Comme chez de nombreux autres rapaces, les femelles sont en moyenne plus grosses que les mâles (d’environ 20% en poids et 5 à 10% en envergure) mais ce caractère varie et s’avère peu utilisable sur le terrain. Les femelles présentent en général une poitrine plus fortement tachée que celle des mâles.

Un pêcheur sachant pêcher

Le balbuzard reste actuellement le seul rapace qui se nourrisse exclusivement de poissons vivants qu’il pêche selon une technique peu répandue même chez les autres oiseaux pêcheurs : plongeon depuis les airs, immersion éventuelle et capture juste sous la surface. On ne trouve ce mode de pêche que chez les fous, les martins-pêcheurs, le pélican brun américain ainsi que chez une espèce de buse (voir le dernier paragraphe). Le balbuzard survole les plans d’eau, en eau douce comme en bord de mer (un autre aspect original en passant), à plus ou moins grande hauteur (jusqu’à 70m de haut !) en décrivant souvent des cercles. Quand il a repéré un poisson proche de la surface, il se met à battre des ailes sur place, penche la tête pour bien fixer sa proie puis se laisse piquer presque à la verticale ailes repliées le long du corps ; soit il réussit à saisir la proie juste en plongeant les serres sous l’eau, soit il entre avec fracas dans l’eau où il s’immerge presque entièrement et ressort très vite en battant fortement des ailes, dans un gerbe de gouttelettes d’eau. Quand il s’extirpe de l’eau, s’il a réussi sa capture, il la tient d’une seule patte puis, très vite, il plante l’autre patte en avant ou en arrière de manière à placer le poisson dans le sens de la longueur, lequel continue à se débattre souvent vigoureusement ! Il cherche un perchoir élevé où il va pouvoir achever sa proie et la consommer à l’aide de son bec.
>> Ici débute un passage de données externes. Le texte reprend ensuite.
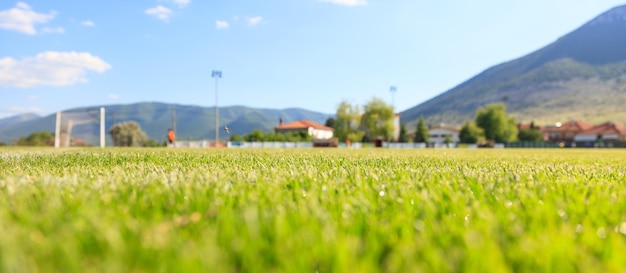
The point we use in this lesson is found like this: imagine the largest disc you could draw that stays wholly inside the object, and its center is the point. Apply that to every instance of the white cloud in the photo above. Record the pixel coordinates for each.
(182, 3)
(49, 68)
(253, 21)
(160, 12)
(88, 23)
(23, 19)
(350, 3)
(221, 24)
(17, 110)
(58, 30)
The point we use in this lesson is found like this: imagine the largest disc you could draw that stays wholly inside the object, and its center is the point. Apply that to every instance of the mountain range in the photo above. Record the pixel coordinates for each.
(582, 76)
(192, 122)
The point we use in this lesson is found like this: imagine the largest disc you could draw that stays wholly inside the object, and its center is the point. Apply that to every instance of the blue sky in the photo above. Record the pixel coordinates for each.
(311, 54)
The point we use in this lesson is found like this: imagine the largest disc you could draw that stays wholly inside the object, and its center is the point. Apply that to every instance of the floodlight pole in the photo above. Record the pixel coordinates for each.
(393, 91)
(217, 74)
(102, 120)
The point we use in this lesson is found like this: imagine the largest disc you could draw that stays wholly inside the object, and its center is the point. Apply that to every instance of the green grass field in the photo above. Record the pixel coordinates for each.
(315, 210)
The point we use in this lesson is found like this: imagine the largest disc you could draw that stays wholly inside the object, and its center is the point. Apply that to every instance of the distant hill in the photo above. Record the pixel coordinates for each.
(192, 122)
(17, 119)
(580, 76)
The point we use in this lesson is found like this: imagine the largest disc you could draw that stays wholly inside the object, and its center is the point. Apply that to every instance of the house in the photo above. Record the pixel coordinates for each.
(315, 130)
(439, 134)
(565, 132)
(608, 131)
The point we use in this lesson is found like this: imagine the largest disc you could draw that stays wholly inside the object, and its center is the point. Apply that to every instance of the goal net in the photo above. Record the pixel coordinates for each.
(80, 128)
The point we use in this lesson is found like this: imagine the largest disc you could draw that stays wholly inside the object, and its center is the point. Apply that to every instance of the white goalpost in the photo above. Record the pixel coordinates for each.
(80, 128)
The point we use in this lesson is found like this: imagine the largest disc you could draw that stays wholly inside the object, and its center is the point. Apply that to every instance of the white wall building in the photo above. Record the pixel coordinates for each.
(438, 135)
(315, 130)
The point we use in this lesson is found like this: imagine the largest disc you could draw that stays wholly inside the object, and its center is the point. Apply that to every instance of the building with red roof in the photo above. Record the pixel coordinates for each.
(608, 131)
(565, 132)
(315, 130)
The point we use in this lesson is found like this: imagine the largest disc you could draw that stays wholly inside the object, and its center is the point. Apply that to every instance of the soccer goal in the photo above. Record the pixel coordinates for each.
(80, 128)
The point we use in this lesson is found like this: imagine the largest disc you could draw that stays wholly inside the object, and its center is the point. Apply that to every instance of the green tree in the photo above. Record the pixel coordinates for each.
(496, 124)
(470, 133)
(378, 119)
(41, 138)
(404, 135)
(347, 122)
(421, 134)
(128, 134)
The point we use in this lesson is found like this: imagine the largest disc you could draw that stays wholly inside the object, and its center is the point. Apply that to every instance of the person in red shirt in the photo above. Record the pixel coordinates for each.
(171, 136)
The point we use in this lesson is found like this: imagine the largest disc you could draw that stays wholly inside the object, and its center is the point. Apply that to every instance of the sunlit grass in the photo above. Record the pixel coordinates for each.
(324, 210)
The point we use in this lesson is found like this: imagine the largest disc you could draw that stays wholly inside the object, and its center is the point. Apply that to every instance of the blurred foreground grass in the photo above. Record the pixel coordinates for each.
(369, 210)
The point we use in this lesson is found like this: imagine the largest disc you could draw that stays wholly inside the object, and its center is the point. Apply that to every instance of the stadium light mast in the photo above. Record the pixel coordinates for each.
(393, 91)
(217, 74)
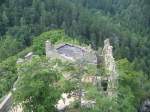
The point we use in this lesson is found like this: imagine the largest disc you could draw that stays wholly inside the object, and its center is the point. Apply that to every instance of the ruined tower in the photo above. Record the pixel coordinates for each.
(48, 49)
(110, 69)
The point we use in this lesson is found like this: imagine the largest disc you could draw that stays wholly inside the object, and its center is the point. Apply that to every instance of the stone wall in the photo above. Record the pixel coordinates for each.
(110, 69)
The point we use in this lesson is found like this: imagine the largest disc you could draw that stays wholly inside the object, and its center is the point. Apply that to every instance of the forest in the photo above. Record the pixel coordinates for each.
(125, 22)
Ce mode de vie entièrement piscivore ne peut être accompli que grâce à un certain nombre de particularités physiques : un bec très crochu, un plumage dense et compact quasi imperméable, des valves qui obturent les narines pendant la « plongée », des pattes et des pieds assez gros et puissants capables de porter des proies pesant jusqu’à près de 2 kg et qui se tortillent en tous sens et, surtout, des pieds très originaux sur lesquels nous allons nous attarder.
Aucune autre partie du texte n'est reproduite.